艾香每天早上起来熬点稀饭吃完后去医院输液。头晕好一点了,可是肿一点都没有消。最让艾香难受的是每次坐车,一上车,没有多久,胎儿大概是不舒服,在肚子里一直往上移,移到心窝口,顶得艾香气都上来,就不移了。艾香双手抱着心窝口那硬如石头一样的疙瘩,真是有种说不出的幸福感。她觉得胎儿很聪明,小家伙也知道坐车颠,怕伤着自己,却往上移,说明他脑力发育正常,不会像他们说的那样。
一个疗程的药用完了,大夫又给艾香开了一疗程。等待第二疗程输完时,艾香的脚手都无处可扎针了。本想停下来,可是大夫还是不同意。又用了第三个疗程,孕高症的症状总算治愈了。艾香一颗悬着的心终于放下了。
六一儿童节那天,母亲从甘肃来了,准备陪艾香坐月子。艾香预产期是六月七号。可是到了六月七号,艾香什么感觉都没有,赵阳请假在家呆了一天,又被老总叫上到广州采购去了。

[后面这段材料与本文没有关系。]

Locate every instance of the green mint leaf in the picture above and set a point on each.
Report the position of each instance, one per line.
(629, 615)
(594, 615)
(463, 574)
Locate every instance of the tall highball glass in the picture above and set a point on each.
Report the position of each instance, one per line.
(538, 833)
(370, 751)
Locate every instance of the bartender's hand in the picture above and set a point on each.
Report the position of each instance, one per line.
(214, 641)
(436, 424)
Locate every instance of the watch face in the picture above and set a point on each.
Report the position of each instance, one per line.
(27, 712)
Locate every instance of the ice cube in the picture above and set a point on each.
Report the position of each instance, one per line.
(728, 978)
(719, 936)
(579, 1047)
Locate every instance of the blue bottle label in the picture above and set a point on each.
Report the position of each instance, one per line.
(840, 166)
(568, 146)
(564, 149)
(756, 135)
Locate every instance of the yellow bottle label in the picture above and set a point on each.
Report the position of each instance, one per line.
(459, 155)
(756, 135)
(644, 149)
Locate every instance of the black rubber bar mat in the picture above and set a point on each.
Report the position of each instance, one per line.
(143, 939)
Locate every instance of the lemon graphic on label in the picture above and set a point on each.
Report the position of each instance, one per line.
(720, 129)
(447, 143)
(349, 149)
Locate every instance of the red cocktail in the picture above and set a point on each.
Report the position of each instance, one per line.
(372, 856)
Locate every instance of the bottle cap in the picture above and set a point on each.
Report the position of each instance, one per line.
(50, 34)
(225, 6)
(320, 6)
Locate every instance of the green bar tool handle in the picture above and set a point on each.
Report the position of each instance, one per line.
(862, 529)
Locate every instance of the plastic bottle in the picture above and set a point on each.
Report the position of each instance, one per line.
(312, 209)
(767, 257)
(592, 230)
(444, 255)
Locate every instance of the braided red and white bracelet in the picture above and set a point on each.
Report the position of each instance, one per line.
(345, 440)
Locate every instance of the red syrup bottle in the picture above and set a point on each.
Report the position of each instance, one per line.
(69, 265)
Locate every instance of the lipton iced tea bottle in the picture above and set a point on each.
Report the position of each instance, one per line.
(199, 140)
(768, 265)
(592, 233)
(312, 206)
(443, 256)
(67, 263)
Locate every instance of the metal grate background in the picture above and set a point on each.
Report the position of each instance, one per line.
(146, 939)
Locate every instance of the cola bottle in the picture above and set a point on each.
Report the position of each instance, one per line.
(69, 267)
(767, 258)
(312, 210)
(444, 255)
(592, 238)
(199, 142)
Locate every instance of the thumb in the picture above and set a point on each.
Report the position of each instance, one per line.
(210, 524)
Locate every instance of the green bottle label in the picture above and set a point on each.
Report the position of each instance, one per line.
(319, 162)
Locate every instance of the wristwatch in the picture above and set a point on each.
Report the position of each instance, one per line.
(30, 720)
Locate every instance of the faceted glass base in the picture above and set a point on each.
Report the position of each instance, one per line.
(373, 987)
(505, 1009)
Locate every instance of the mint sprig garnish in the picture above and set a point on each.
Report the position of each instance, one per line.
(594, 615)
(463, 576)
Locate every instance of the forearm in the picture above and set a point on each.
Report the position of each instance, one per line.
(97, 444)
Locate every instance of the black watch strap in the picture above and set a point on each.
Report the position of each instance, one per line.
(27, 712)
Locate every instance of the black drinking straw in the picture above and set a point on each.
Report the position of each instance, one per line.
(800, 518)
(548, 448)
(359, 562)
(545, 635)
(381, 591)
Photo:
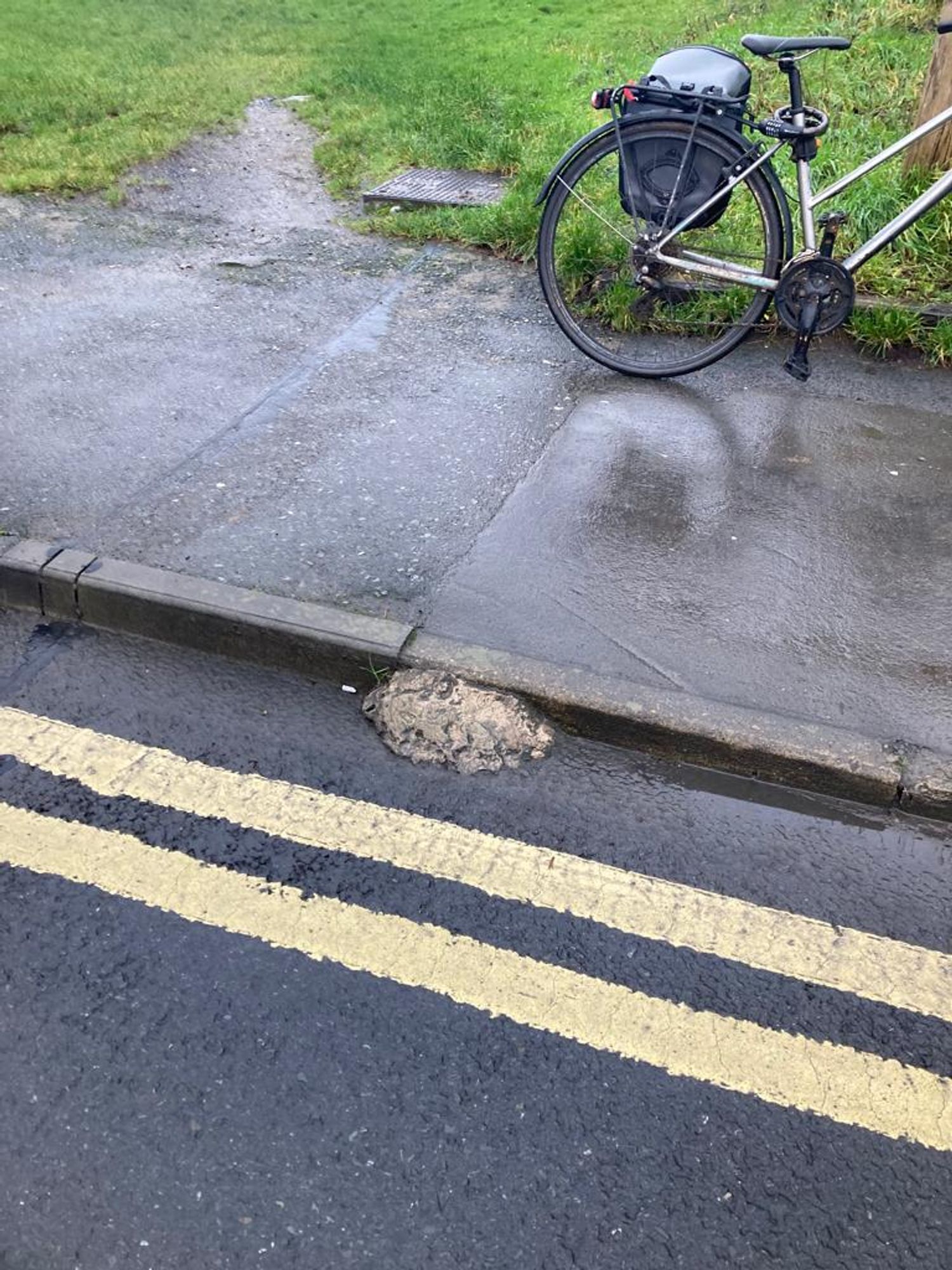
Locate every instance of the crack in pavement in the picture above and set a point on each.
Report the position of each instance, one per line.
(361, 336)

赵阳一走,艾香心里也空落落的,再加上母亲不停地絮叨:“我看赵阳心里就没有你,都不知你走南创北找上他图了个什么,图家吧,家穷的还不如我们的家,图人吗?还不如小田,你找上他图了个什么?”艾香听着母亲的话,真是茶壶里煮饺子,有苦诉不出。很想给赵阳打个电话,让早点回来,又不感当着母亲的面打,也不知当着母亲能面能说什么?就来到公话厅拨打赵阳的手机,结果赵阳手机关机,艾香又拨通赵阳老总的手机让赵阳接电话。赵阳接上电话就给艾香诉苦,广州有多热,他有多着急,一直马不停蹄办事,想早点把事办完,回来陪艾香。

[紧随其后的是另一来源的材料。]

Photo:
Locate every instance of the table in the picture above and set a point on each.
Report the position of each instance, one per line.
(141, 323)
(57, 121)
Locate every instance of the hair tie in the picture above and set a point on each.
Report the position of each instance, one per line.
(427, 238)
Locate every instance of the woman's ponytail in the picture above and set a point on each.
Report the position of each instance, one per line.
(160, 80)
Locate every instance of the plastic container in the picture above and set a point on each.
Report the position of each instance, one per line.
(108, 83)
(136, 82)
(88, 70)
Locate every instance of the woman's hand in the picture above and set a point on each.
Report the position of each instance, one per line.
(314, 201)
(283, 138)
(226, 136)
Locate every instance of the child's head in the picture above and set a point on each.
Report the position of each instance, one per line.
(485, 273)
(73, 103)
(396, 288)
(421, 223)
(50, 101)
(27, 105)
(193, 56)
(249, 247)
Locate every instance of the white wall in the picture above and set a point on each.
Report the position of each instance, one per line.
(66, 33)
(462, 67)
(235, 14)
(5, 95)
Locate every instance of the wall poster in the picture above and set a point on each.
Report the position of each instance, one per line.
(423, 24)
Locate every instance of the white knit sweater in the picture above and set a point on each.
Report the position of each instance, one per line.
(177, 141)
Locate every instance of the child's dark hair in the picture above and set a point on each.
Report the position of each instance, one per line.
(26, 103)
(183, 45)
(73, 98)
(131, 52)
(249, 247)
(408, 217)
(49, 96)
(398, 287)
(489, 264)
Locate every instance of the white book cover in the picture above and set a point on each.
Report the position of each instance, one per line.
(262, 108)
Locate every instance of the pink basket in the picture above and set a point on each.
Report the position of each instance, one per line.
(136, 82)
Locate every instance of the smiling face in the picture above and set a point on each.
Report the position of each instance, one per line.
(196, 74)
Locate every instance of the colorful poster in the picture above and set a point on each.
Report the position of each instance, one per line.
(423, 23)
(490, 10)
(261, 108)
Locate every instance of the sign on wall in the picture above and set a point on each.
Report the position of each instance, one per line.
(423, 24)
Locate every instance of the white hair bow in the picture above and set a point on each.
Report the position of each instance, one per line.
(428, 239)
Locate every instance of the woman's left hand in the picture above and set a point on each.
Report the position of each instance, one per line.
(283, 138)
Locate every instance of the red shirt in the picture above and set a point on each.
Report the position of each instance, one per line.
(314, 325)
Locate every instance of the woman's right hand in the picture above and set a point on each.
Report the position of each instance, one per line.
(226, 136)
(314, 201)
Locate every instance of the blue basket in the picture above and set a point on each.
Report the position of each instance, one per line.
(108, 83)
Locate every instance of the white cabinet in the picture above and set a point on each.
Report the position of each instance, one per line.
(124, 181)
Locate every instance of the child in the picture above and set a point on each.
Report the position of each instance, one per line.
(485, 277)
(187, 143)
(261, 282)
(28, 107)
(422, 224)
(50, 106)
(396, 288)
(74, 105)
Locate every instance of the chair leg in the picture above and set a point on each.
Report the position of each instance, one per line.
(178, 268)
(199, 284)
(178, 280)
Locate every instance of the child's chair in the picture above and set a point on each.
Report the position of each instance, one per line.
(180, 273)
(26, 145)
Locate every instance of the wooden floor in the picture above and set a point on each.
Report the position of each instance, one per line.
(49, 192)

艾香听着赵阳的话,已愤怒到了极点,心想自己预产期是六月七号,现在都到六月十四号了,还没有动静。但艾香到那时真的很依赖赵阳,总怕赵阳有个什么意外,她会怎么样?母亲又会怎么样数落她?困此,艾香强忍住愤怒说:“我求你了,你快点回来吧,你再不回来,我和孩子都没有了,我觉得我这两天快撑不下去了,你不为我想,你总应该为你的孩子想想吧?不管怎么样,他是你的亲骨肉,你都快四十岁的人了,为什么不明白这点道理呢?你老板没有人性,你总有点人性吧……”艾香说着,又在电话中嘤嘤嗡嗡哭了起来。惹得电话厅的老阿姨也抹泪。
赵阳听着艾香有气无力地哭声,大概也是心软了,就把电话给他老总,让艾香给他老总说,艾香一听到他老总的声音,那种无法控制的怒火一下子暴发了出来,直接问:“黄总,你有老婆吗?你有孩子吗?你有人性吗……?”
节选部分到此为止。